Sampling as an Epidemic Process

Tags: : Statistics

Respondent driven sampling (RDS) is an approach to sampling design and analysis which utilizes the networks of social relationships that connect members of the target population, using chain-referral. It is especially useful when sampling stigmatized groups, such as injection drug users, sex workers, and men who have sex with men, etc. In our latest contribution, just published in Biometrics, Yakir Berchenko, Simon Frost and myself, take a look at RDS and cast the sampling as a stochastic epidemic. This view allows us to analyze RDS using the likelihood framework, which was previously impossible. In particular, this allows us to debias population prevalence estimates, and estimate the population size! The likelihood framework also allows us to add Bayesian regularization, debias risk estimates a-la AIC, or cross-validation, which were previously impossible, without the sampling distribution.

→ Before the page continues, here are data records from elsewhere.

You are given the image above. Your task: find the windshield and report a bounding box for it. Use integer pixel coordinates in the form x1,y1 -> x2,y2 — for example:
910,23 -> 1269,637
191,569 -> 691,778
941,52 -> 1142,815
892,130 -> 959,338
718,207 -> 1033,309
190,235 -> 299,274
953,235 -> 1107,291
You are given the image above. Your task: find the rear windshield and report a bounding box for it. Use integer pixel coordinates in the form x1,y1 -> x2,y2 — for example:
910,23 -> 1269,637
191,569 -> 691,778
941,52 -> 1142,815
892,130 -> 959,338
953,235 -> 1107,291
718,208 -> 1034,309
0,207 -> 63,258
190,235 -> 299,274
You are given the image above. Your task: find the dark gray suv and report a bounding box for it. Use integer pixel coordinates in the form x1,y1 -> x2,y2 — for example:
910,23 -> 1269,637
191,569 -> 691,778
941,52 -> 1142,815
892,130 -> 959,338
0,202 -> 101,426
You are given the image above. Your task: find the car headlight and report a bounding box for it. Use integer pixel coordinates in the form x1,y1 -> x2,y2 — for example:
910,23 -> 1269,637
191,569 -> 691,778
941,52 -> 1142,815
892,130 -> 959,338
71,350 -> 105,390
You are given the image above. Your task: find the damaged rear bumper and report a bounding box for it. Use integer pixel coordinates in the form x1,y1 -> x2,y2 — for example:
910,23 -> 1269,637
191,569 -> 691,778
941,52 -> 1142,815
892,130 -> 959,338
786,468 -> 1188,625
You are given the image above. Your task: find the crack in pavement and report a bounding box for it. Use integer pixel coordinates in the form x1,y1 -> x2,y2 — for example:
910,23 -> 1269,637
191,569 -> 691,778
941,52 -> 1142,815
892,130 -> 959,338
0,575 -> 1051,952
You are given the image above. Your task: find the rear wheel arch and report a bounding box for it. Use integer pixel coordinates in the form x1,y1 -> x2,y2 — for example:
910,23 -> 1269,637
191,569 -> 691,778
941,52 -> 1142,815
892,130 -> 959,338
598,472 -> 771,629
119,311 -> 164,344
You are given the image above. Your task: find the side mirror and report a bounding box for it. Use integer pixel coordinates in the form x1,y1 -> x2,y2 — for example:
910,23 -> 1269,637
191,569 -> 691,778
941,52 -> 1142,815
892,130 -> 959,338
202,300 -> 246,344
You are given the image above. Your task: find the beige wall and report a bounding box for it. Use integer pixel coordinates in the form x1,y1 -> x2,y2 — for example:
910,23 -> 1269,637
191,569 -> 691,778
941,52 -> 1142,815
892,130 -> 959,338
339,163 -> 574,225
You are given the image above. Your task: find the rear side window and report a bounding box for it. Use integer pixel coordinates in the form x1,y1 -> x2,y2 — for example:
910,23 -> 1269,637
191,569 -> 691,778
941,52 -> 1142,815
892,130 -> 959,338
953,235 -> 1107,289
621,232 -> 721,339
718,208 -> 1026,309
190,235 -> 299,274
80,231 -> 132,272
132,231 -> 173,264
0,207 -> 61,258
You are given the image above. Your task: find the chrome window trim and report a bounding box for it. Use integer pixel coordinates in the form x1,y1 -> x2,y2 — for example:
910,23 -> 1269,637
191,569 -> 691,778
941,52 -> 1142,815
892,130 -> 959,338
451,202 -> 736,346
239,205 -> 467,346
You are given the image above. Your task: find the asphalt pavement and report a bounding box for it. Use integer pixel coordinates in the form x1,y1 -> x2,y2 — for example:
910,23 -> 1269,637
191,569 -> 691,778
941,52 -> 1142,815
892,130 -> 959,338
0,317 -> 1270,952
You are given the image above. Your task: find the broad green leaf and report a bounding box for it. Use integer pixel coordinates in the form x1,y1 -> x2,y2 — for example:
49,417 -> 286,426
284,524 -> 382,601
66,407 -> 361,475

I particularly like this project, because it is a real end-to-end statistical challenge with nice theory, computational considerations, and a deliverable R package:

A widely applicable problem: sampling in hidden populations is both very important, and a real challenge to classical sampling techniques. RDS is also a potential tool to analyze “Facebook-samples”, which are becoming more prevalent.
The theory: viewing the sampling as a stochastic epidemic, an idea due to Yakir, allows to link the sampling literature to the vast corpus of knowledge on epidemics, software reliability, and counting processes.
A computational challenge: The likelihood function implied by the stochastic epidemic is essentially, a stochastic differential equation. The counting processes literature allowed us to state the likelihood directly, observe it is separable, and solve the maximum-likelihood problem efficiently.
An R package: Our RDS estimator, with the numerical “tricks” above, is implemented in the chords package, available from CRAN.

Written on February 22, 2017